Less obscure obscurity

Google has not only opened up on how often the world's governments request user data stored on its servers. It's come awfully close to acknowledging that it doesn't actually "anonymize" your IP address after 9 months.

As noticed by longtime Google critic Chris Soghoian - now a technical advisor for the US Federal Trade Commission's Division of Privacy and Identity Protection - Google has departed from the usual false claims of anonymization to say that after 9 months, it "obfuscates" your IP. At the very least, this new language isn't as misleading as the old.

An unnamed Googler recently gave an interview to Privacy International over the company's decision to release data on government requests for your private information, and the new language appeared when he or she was asked how long the company retains unique identifiers.

"Many of our services can be used without registering for the service (for example, Google search) and therefore we do not ask for any personally identifying information" the Googler said. "For those services, we may have unauthenticated logs data and our retention policy is to obfuscate the IP addresses after 9 months and delete the cookie after 18 months."

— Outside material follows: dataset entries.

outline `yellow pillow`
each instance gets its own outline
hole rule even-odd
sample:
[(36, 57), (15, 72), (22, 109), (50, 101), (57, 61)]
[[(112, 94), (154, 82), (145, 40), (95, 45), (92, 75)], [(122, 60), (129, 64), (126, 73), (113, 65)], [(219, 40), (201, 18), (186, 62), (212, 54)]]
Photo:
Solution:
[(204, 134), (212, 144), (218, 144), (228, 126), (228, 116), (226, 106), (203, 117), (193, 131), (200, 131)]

Google introduced its current data retention policy in the fall of 2008, and it was actually implemented sometime before the November of 2009. Google has always claimed that under the new policy, it "anonymizes" IPs - even though it doesn't. After 9 months, Google merely erases the last eights bits from IPs in server logs for search and other services that don't require sign-in. And as Soghoian has pointed out, if a cookie stays intact for 18 months, then restoring those missing eight bits is trivial. Though Google erases the bits on your nine-month-old search queries, they remain intact on your newer queries - and both sets of queries carry the same cookie info.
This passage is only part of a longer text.